The Implicit Bias of Adam and Muon on Smooth Homogeneous Neural Networks
Eitan Gronich, Gal Vardi
TL;DR
This paper analyzes the implicit bias of momentum-based optimizers on smooth homogeneous models by showing that the direction of normalized parameter iterates $\frac{\bm{\theta}_t}{\|\bm{\theta}_t\|}$ converges to a KKT point of a max-margin problem under decaying learning rates with $\int_0^\infty \eta(t) dt = \infty$. It formalizes a unifying framework of approximate steepest descent that applies to normalized steepest descent, momentum-based methods (Muon, Muon-Signum, Muon-Adam), and Adam without the stability constant, deriving margin-maximization biases with respect to spectral-norm, composite max-norm, and $\ell_\infty$ margins. The results extend prior linear-model and homogeneous-network analyses to broader smooth homogeneous models and provide corollaries for composite optimizers, which is validated by MNIST experiments showing optimizer-dependent margin identities.
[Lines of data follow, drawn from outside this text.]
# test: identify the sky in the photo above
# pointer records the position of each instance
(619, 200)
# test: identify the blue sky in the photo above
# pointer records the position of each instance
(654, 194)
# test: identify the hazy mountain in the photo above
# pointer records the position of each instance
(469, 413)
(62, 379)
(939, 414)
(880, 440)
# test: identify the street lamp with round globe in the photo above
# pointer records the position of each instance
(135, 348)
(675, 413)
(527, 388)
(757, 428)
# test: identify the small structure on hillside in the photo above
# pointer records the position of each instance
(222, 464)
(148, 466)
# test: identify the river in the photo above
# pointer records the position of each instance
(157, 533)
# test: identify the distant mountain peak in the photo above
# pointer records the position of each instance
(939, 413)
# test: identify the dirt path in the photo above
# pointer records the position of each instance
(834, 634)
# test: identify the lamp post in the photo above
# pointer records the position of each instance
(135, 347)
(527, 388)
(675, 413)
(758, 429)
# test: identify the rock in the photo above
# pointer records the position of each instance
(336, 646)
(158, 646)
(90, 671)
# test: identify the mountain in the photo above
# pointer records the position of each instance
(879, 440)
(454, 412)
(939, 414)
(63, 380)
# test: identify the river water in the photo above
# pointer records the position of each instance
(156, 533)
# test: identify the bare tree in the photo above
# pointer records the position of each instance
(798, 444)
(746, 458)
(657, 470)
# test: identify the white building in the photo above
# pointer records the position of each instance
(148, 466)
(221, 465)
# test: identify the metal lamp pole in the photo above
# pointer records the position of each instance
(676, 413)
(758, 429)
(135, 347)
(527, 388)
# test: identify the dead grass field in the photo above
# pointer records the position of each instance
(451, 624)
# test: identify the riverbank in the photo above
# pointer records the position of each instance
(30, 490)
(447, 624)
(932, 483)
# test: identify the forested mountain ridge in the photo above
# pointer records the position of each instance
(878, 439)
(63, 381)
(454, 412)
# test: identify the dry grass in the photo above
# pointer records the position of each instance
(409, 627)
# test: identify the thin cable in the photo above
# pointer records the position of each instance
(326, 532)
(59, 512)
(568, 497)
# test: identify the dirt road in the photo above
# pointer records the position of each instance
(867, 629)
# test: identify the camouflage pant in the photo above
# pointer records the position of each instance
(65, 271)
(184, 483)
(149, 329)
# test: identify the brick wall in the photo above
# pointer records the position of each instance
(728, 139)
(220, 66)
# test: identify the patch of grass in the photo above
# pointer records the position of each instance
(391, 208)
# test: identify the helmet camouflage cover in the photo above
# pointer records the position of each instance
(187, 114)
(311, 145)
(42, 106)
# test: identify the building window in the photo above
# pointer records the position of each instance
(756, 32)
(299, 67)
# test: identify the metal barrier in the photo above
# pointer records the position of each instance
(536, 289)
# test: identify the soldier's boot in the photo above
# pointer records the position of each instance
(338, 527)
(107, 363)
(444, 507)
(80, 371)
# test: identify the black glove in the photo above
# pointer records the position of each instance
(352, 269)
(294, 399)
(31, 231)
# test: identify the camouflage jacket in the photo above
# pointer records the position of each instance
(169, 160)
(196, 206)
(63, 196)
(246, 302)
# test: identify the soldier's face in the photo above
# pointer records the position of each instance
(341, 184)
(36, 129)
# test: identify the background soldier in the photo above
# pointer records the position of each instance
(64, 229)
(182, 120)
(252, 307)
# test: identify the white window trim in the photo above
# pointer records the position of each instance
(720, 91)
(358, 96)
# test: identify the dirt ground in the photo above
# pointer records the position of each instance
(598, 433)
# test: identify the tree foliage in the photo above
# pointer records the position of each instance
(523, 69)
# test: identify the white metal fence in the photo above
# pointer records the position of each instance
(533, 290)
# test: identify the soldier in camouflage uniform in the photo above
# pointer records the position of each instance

The work also discusses non-smooth extensions, directional convergence assumptions, and potential implications for generalization, robustness, and training dynamics of large-scale models. Overall, the paper offers a cohesive theory linking optimizer dynamics, margin maximization, and implicit bias across a spectrum of first-order methods.
Abstract
We study the implicit bias of momentum-based optimizers on homogeneous models. We first extend existing results on the implicit bias of steepest descent in homogeneous models to normalized steepest descent with an optional learning rate schedule. We then show that for smooth homogeneous models, momentum steepest descent algorithms like Muon (spectral norm), MomentumGD ($\ell_2$ norm), and Signum ($\ell_\infty$ norm) are approximate steepest descent trajectories under a decaying learning rate schedule, proving that these algorithms too have a bias towards KKT points of the corresponding margin maximization problem. We extend the analysis to Adam (without the stability constant), which maximizes the $\ell_\infty$ margin, and to Muon-Signum and Muon-Adam, which maximize a hybrid norm. Our experiments corroborate the theory and show that the identity of the margin maximized depends on the choice of optimizer. Overall, our results extend earlier lines of work on steepest descent in homogeneous models and momentum-based optimizers in linear models.